Re: The economics of space elevators - Are they financially feasible?

Sadly, the "Going Up" report of 1 km CNT appears un-verified. IMHO once 1 km CNT is verified we will see that news make the front page of most mainstream press.

I'm looking for some more info on this since the "going up" report was made in Oct 2002.

I think I can imagine why there is little reporting on this matter.

The creation of nanotubes on the kilomter scale is an industiral revolution waiting to happen. The simplef act is that nanotubes, produced in mass, will be in high demand by just about everyone.

Everything from computers to cars can benefit from this matieral. Now, I might imagine that whoever discovered how to produce in such large volumes is going to want to protect the considerable fortune this ability represents.

EDIT:

Info on Nanotubes:
http://www.chattanoogan.com/articles/article_32378.asp
Feb 10,2003

Dr.

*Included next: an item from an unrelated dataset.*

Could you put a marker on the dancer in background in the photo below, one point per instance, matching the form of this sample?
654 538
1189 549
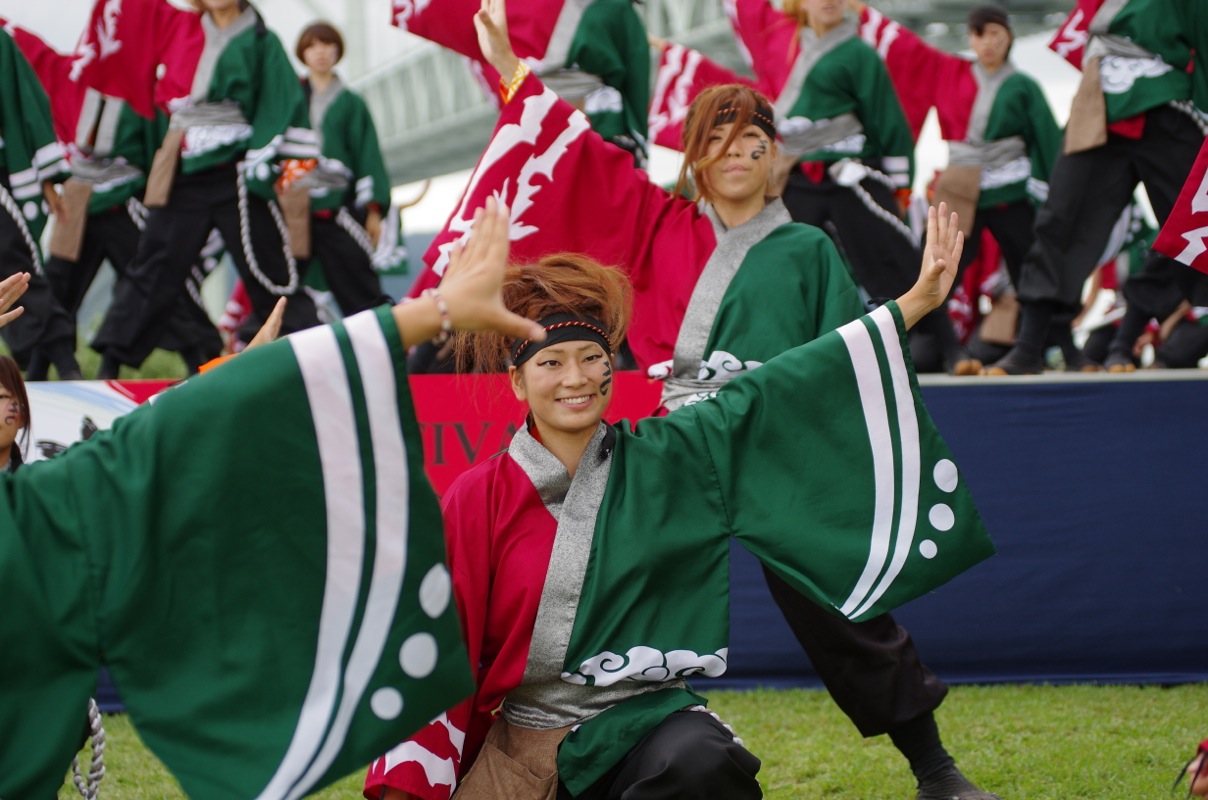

Roberto said Oak Ridge National Laboratory is building four major facilities for the study of nanotechnology over the next four years. ?There is more action at ORNL on this technology than in any other lab in the country right now.?

With the United States expected to spend more than $700 million in research and development of nanotechnology in 2003 and with more than $2 billion being spent worldwide, Dr. Roberto said the next step for the world of technology is into nanotechnology.